Retroactive Application of Merchant Banking Rules

Another troubling aspect of the merchant banking rules is that the proposed capital charge would apply retroactively to all equity investments made under long-standing authorities. The Roundtable strongly believes that this result is an unfair surprise, which penalizes bank holding companies that have made investments in reliance on current law.
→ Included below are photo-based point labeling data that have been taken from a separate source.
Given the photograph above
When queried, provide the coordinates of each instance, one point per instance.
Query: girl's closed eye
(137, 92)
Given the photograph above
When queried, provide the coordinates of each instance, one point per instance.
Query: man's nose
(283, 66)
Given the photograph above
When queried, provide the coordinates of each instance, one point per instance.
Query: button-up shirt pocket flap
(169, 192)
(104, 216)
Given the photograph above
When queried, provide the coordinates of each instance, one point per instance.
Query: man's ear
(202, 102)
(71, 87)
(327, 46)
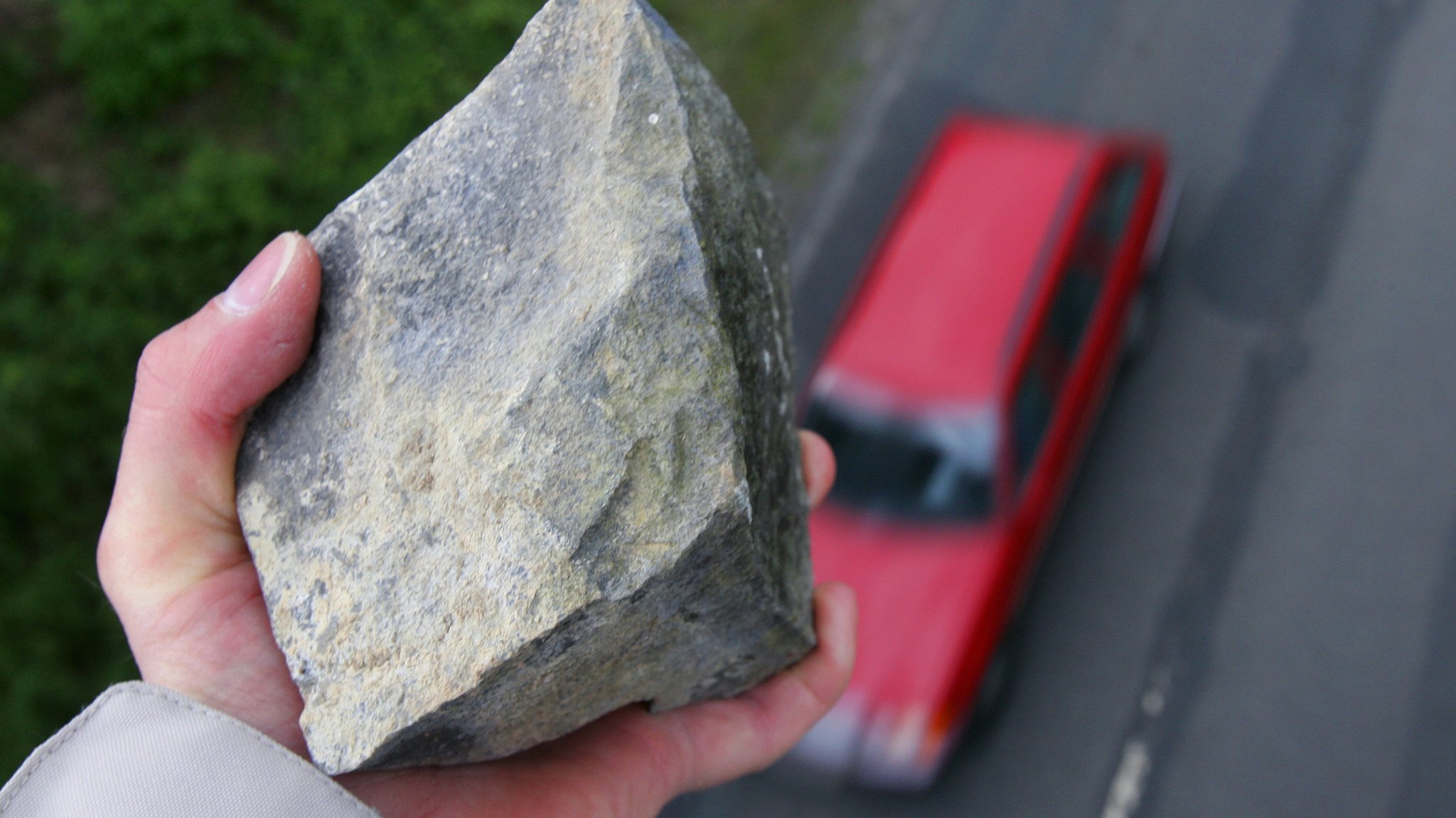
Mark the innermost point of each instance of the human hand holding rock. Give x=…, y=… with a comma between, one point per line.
x=175, y=565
Let us be clear about the consequences of this approach. Investments that have been held for many years in a safe and sound manner, without any suggestion of risk supporting additional capitalization, would now be subject to a significant capital hit. This hit applies even though there has been no change in the actual risk profile of the investment. For example, let us assume that a bank holding company holds the very same investments today as it held prior to the GLB Act. The bank holding company has no intention of engaging in any merchant banking activities under the GLB Act or electing FHC status for that matter. As a result of the merchant banking rules, this same bank holding company will have to retain extra capital to support its pre-existing investments. This result makes no sense.
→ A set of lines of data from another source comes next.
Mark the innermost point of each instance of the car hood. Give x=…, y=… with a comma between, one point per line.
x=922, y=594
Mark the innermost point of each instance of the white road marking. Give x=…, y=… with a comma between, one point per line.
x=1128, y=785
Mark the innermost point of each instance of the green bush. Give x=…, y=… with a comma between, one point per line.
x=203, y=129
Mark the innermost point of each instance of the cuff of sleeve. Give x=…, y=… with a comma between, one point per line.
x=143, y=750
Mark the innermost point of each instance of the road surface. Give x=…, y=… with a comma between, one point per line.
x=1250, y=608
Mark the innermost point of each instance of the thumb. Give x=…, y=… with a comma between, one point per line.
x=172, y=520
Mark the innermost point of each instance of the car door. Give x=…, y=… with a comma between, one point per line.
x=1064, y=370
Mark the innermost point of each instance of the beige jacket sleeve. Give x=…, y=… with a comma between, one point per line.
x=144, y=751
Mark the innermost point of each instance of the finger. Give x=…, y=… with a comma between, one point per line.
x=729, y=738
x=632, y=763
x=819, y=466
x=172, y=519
In practice, the retroactive imposition of a capital charge on pre-existing investments will alter the economics of existing investments of bank holding companies. Investments that at one time were cost-effective and sound would suddenly become unprofitable. This result could cause a fire sale of investments that have become too costly to retain. All of this will occur merely because the Board has changed the rules of the game. The nature of and risk posed by these investments, however, has not changed.

Other Provisions

The merchant banking rules contain several other provisions of concern to the Roundtable. To summarize a few, the merchant banking rules also impose (1) a maximum holding period on FHC investments, which is inconsistent with the plain meaning of the GLB Act; (2) limitations on managing a portfolio company, which are unduly restrictive in light of the language of the GLB Act; (3) recordkeeping and reporting requirements, which impose substantial and unnecessary burdens on FHCs and may require a FHC to disclose prematurely future divestiture plans; and (4) cross-marketing restrictions and restrictions on private equity funds, which are too broad. The Roundtable has addressed these and other troubling provisions in great detail in its comment letter.

Chairman Grams and Chairman Bennett, in conclusion, the Roundtable appreciates the opportunity to provide our comments on this important topic of concern to banking organizations and securities firms, alike. Thank you again for this opportunity. I would be pleased to answer any questions that the Committee might have on this issue.